Je l’imagine discrète, prenant mille précautions pour ne pas attirer l’attention: kimono démodé, sourcils enduits de blanc, coiffure Marumage que l’on retrouve chez les femmes d’âge mûr.
Je l’imagine en train de peindre ses dents avec un pinceau très fin : elle observe son reflet; lentement, elle ouvre la bouche, puis elle applique par touches délicates un résidu de prunelles bleu-noir qu’elle a cueillies dans un cerisier.
Je l’imagine impitoyable envers elle-même. Un tube d’acide sulfurique à portée de main.
Je l’imagine dans les ruelles en zôri par une nuit chargée d’électricité, sa silhouette disparaissant dans l’écart qui sépare une maison d’une autre.   
Je l’imagine avec une lettre froissée sous le kimono. La calligraphie de son amie à peine déchiffrable, les mots gonflés sous l’effet de quelques gouttes d’eau :  «... je t’en prie, viens vite.»

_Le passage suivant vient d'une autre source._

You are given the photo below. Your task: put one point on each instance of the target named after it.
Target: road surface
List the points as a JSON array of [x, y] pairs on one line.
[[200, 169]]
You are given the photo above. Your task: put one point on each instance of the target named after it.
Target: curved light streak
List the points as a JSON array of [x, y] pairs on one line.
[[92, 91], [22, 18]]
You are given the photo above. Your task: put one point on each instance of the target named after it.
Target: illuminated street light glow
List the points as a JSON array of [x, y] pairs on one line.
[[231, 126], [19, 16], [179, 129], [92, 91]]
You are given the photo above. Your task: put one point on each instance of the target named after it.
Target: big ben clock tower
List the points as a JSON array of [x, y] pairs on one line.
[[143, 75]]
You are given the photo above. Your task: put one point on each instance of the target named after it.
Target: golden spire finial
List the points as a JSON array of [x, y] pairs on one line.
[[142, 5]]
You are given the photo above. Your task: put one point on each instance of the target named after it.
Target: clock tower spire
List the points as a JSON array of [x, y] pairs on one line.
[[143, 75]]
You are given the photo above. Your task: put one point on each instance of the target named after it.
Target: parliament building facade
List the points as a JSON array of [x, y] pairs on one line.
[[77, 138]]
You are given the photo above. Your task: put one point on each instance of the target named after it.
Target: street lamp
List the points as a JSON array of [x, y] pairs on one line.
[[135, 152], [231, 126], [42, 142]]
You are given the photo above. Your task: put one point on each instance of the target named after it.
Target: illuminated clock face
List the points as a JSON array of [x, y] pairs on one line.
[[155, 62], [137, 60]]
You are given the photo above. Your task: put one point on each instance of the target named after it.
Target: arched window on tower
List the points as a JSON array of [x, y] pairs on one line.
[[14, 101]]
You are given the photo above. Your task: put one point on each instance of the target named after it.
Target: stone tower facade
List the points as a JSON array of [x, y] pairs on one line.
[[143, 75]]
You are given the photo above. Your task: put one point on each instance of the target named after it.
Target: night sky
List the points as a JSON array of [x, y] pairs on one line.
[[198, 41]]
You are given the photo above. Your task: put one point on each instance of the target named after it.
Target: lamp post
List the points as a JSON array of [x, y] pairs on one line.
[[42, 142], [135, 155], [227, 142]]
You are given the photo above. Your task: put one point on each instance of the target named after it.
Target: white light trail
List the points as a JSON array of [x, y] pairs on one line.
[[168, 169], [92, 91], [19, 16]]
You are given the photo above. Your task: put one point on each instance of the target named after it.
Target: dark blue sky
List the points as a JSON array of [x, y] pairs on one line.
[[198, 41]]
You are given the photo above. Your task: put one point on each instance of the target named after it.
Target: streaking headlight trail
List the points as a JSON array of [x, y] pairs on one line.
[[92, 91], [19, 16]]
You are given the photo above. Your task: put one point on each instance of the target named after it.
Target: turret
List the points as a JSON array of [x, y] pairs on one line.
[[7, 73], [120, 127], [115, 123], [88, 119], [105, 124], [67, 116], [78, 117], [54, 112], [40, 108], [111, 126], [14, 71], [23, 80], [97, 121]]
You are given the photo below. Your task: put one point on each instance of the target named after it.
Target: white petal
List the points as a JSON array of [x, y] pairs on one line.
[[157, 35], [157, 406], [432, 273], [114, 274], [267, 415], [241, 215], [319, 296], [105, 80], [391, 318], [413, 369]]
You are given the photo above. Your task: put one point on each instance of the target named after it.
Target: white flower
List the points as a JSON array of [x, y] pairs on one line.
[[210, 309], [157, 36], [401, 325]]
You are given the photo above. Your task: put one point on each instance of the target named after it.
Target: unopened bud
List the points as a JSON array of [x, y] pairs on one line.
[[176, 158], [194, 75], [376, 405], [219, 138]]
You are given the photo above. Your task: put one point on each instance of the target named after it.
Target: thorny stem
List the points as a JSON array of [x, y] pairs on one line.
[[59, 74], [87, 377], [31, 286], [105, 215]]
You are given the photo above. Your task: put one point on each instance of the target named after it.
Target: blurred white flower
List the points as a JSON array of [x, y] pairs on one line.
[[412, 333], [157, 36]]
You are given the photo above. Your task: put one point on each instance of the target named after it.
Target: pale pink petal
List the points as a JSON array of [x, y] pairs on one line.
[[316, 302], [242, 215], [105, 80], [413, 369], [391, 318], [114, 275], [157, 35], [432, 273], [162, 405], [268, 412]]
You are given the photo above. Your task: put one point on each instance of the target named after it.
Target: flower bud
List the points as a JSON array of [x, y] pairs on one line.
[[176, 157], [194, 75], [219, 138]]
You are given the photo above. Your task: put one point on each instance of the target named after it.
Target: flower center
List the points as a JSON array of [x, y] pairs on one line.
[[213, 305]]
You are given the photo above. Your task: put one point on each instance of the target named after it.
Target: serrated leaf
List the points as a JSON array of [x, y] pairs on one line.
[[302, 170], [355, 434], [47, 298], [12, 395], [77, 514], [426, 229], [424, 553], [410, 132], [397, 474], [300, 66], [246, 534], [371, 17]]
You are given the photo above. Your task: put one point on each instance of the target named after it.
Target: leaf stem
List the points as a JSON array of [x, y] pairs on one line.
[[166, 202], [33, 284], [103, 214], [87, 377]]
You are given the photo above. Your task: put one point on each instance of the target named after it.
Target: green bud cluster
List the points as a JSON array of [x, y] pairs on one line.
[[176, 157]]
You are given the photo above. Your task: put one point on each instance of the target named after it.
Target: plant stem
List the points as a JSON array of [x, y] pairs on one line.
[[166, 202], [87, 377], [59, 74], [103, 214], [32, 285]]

Je l’imagine hésitante, cherchant entre les plans d’ombres le réconfort de la lueur d’une lanterne rouge. 
Je l’imagine fluette, gracieuse, mais soumise à une peur inhabituelle qui provoque peu à peu une tension des doigts autour du manche de son parapluie, qui accentue la courbe de son dos jusqu’à faire passer son menton à l’avant-plan. Le déséquilibre causé par cette physionomie quelque peu altérée inflige alors un effort supplémentaire aux jambes qui, sous la pression du haut du corps, accélèrent. Le rythme des pas fluctue, j’imagine, entre la retenue et l’enjambée, faisant alternativement vaciller et se relever la tête de la jeune femme à la manière d’une grue.  
Je l’imagine répétant à vois basse son mantra: «Je me tiens trop droite. Il faut courber le dos.» 
Je l’imagine nerveuse au moment où elle se fait dépasser par un petit groupe d’hommes ivres. «Encore quelques minutes», se dit-elle en levant les yeux vers le ciel. 
Je l’imagine chercher le ciel dans l’enchevêtrement de fils électriques, son regard attiré par l’éclat du goudron dont ils sont enduits. Transie, elle écoute l’électricité qui cille au-dessus d’elle. Comment se fait-il que ce son soit si sinistre? Et ces fils si luisants au couchant? Au delà, un amoncellement de tresses s’emmêlent encore à l’infini. «C’est obscène, se dit-elle.» 
Je l’imagine grelotter, puis accélérer le pas.
Je l’imagine oublier son rôle, sa cadence, la jeune actrice recouvrant sa prestance naturelle par dégoût.
Je l’imagine imaginer son corps de jeune fille retrouvé le lendemain dans une ruelle, une profonde coupure au poignet et aux chevilles. 
Je l’imagine visualiser le sang dans sa chevelure, masse sombre, luisante et collante. Opacité du rouge qui se dilue dans une flaque d’eau.
Je l’imagine étourdie. Vacillante, elle s’accroupit, tousse, retient une envie de vomir. 
Je l’imagine sensible aux bruits qui parviennent de la bouche des hommes, des voitures, des affiches publicitaires. Elle se relève tout de même. «Ça va aller, se dit-elle. Un dernier effort.»
Je l’imagine désorientée pendant quelques instants. «Où suis-je?» Elle ne se rappelle plus. Elle revient sur ses pas, s’engage dans une ruelle.
Je l’imagine pressentant son agression par un groupe d’hommes en cravate: elle qui pousse un cri; elle qui ne sent plus le sol; elle qui ferme les yeux.
Je l’imagine faisant les manchettes. «Une autre victime de 17 ans a été retrouvée ce matin. À part une incision aux poignets et aux chevilles, la jeune fille n’aurait pas été violentée. Il semblerait que le meurtre soit encore relié à la Nouvelle Compagnie Électrique de Tokyo. Ce n’est plus un secret pour personne: le sang noir des jeunes vierges est un excellent isolant pour les fils électriques. Bien meilleur que le goudron. La précieuse substance serait à l’origine de ce crime industriel.